The night of his accident, after his death, he came to me, his mom. After Death Communication (ADC), it is called, and it is actually quite common with those who are open to it. Shane had helped me through 6 years of my cancer treatment, always encouraging me to keep up all my natural treatments. One of my treatments was Medical Cannabis. I took 1 gram a day for four months. Never having ever had any before, and being small framed, by nightfall it effected me in ways that I became the family comedian/clown. Shane would come over for dinner once a week and he would sit across the table facing me. After awhile, I would see him leaning to the left and pointing

left. “What are you doing?,” I would ask. He would say, “Mom, when you have cannabis, you lean to the left!” I realized it was true and it became a joke in the family so everyone at the table would lean left, too! I got teased a lot.

 

So my ADC with him was …....he was standing in front of me, well dressed in his favorite dress shirt, smiling, leaning and pointing to the left. I didn't get it at first until his step-dad reminded me the next day. Then, I received three pink roses (I love you) during the night, slowly unfolding in front of my eyes. I love pink roses and he knew it. Also, I saw him ascending into soft white puffy clouds. There was someone in back of him who I did not recognize. I couldn't sleep all night, but I had my tear-filled eyes closed. I will never forget the experience. BTW, by the time of his death, I was not taking cannabis.

 

For several weeks after Shane's passing, he has given us ADC's. He came to Robert, his step-dad, who had a NDE at the age of 25. He has been communicating with his sister Shelby and with me as well, but in a different way.

 

A few days after his death, Shane came to Robert in meditation. He knew Robert understood about the dying process. He has come again several times during Robert's morning meditations. He hung around and was concerned about me as we were so close for so many years. Finally Robert sensed that he was lost and scared, and hadn't accepted that he no longer had a body. Again, this happens when it is an unexpected accident. We were all in shock, too. Robert asked him if he saw the light. Shane did, but he was too afraid to move towards it. Robert offered to accompany him towards the light. Robert knew he could not go all the way, because then he could not come back. Robert took him as far as he could go where the light was bright and enormous. There was a soul-angel-guide waiting for Shane and he went on into the light. Robert has communicated with him several times since then, and Shane comes to reassure us that he is happy and fine. He shares his concern for us and encourages us to move on and not dwell on our loss of him. Easy for him to say!

 

Shelby receives messages also, often around pink roses. Another example, while creating his Celebration of Life when I can't decide what to do or write, I ask him to give me guidance and answers come. I sit in his favorite chair at the table and I do eventually get answers.
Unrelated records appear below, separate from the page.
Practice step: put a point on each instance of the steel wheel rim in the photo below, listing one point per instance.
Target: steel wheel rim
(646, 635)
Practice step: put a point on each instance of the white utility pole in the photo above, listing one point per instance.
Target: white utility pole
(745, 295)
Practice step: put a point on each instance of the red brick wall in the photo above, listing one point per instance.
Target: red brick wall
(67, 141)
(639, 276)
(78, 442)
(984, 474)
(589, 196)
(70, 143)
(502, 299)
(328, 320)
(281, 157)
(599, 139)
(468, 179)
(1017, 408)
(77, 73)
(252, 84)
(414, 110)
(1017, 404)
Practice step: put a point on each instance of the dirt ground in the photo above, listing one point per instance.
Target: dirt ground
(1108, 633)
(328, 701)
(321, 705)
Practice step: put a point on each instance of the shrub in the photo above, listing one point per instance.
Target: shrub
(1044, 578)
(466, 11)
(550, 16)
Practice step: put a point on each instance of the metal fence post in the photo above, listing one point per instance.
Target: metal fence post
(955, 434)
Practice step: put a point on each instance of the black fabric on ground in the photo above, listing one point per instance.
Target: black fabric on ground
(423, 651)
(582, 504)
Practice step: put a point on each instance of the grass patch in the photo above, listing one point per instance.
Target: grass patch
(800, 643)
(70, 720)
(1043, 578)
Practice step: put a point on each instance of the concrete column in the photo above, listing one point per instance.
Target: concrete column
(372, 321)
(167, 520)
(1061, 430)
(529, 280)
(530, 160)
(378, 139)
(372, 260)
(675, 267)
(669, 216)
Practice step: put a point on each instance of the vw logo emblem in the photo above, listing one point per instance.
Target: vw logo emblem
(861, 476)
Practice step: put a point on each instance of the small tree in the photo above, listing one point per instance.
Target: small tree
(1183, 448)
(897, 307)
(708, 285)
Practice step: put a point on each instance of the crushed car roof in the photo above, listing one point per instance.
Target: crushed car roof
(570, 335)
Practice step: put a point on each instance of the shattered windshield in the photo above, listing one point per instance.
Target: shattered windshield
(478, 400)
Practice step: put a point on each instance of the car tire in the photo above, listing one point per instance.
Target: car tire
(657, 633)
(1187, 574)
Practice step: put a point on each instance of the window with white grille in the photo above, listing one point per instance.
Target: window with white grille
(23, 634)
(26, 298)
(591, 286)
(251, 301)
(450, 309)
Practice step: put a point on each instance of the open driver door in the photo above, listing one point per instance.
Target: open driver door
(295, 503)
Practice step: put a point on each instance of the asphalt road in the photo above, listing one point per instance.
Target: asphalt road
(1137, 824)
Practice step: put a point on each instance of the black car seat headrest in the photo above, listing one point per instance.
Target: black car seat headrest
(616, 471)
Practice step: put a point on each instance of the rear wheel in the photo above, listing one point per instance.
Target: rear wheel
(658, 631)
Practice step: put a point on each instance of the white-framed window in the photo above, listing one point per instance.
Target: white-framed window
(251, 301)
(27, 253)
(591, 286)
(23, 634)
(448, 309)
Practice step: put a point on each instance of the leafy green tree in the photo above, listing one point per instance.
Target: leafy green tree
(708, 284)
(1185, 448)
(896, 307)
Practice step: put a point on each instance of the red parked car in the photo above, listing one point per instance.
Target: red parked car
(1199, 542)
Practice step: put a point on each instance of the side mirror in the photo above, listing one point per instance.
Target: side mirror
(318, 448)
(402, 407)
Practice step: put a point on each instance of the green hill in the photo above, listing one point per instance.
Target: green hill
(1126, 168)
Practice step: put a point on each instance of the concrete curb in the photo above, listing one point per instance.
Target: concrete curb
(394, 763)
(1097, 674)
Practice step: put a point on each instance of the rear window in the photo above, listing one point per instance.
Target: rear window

For example, using his website, and not having people gather in large groups, was an idea I received from him after asking for guidance.

 

10 months later, after Shane's death, I awoke and realized why his last words to me were, “Mom, I am so sorry”. He felt he might never see me again, and that he couldn't explain the fear and confusion he felt. He always worked hard to figure out his thoughts and feelings and would explain them to me. He felt defeated by his inability to understand the energies around him. He felt like so many of us today as the “dark wave” has descended on the globe.